– У меня нет слов… благодарить вас, – с трудом произнес я. – Я все еще не могу прийти в себя… простите меня.
– Мы оставим вас на время, – сказала мадемуазель де Кошфоре с кротким участием. – Воздух оживит вас. Луи скажет вам, когда подадут обед, господин де Барт. Идем, Элиза!
Я низко поклонился для того, чтобы скрыть свое лицо, а они ответили мне ласковым наклоном головы и в простоте души не подумали пристально посмотреть на меня. Я следил за этими двумя грациозными фигурами в светлых платьях, пока они не исчезли в дверях, и потом углубился в уединенный уголок сада, где кусты росли гуще, а тисовая изгородь бросала самую густую тень, и остановился там, чтобы подумать на свободе.

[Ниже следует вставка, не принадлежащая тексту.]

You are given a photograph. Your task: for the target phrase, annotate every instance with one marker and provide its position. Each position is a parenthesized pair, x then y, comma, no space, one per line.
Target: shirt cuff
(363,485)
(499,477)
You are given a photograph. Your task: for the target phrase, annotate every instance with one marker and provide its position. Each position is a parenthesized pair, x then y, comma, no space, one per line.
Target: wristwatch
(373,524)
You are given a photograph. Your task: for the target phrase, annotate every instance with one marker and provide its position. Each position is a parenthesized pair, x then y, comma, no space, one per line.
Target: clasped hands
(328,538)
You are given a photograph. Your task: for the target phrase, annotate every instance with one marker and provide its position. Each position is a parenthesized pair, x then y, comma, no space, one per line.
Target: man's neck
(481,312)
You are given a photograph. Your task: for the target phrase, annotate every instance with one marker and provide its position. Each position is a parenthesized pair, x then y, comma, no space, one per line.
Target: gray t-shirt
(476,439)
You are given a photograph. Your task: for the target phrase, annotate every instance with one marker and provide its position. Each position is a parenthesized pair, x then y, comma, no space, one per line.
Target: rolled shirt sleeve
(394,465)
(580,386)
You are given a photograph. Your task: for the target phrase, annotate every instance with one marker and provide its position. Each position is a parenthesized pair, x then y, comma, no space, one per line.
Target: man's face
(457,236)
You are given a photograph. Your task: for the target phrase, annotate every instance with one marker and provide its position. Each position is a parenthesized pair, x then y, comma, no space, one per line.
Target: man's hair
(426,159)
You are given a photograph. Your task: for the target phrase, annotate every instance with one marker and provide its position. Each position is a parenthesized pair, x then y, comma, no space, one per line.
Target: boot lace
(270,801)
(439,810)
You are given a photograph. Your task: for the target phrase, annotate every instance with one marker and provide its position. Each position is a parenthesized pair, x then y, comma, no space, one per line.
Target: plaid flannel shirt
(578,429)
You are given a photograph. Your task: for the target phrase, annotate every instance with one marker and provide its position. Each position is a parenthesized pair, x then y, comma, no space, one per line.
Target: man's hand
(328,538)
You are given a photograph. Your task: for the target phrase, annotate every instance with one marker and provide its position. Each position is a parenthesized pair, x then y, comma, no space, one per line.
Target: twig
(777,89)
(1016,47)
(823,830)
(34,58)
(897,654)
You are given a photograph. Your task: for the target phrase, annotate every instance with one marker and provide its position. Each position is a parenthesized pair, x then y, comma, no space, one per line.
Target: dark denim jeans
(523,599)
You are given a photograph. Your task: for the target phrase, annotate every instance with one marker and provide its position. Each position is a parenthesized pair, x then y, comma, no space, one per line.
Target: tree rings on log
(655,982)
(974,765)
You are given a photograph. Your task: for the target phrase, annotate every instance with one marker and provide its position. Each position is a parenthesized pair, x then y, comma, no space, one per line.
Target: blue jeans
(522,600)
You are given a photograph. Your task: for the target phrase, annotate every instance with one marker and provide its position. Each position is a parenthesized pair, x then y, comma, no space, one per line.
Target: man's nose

И странные мысли, Боже, приходили мне в голову. Если дуб может думать в то время, когда буря вырывает его с корнем; если колючий терновник одарен способностью мыслить в ту минуту, когда обвал разлучает его с родимым холмом, то у них должны являться подобные мысли. Я смотрел на листья, на увядшие цветы, на темные углубления изгороди; я смотрел совершенно машинально, и душа моя была полна самых тягостных недоумений. Для чего я явился сюда? Какое дело я взялся выполнить? А главное, как мог я (Боже мой!), как мог я обмануть этих двух беспомощных женщин, которые полагались на меня, которые доверяли мне, которые открыли предо мной двери своего дома? Меня не пугали ни Клон, ни преданное лиге местное население, ни отдаленность этого захолустья, где страшный кардинал был пустым звуком, где королевские законы никем не признавались и где еще тлело восстание, давно заглушенное в других местах. Но невинная доверчивость госпожи де Кошфоре, кротость ее молодой золовки – вот чего я не мог перенести.
Я проклинал кардинала: отчего он не остался в своем Люсоне? Я проклинал олуха-англичанина, который довел меня до этого, я проклинал годы довольства и нужды, квартал Маре, игорный дом Затона, где я жил, как свинья, я проклинал…
Вдруг я почувствовал на своем рукаве чье-то прикосновение. Я обернулся. Это был Клон. Каким образом он так незаметно подкрался ко мне, как долго он пробыл подле меня, я не мог этого сказать. Но его глаза злобно сверкали в своих глубоких орбитах, а бескровные губы смеялись. Я ненавидел этого человека. При дневном свете его голова еще более походила на мертвую. Когда я взглянул на это лицо, мне показалось, что он отгадал мою тайну, и бешенство обуяло меня.
– Что такое? – закричал я с проклятием. – Не смей касаться меня своей мертвой лапой!
Он сделал какую-то гримасу и, кланяясь с насмешливой вежливостью, указал на дом.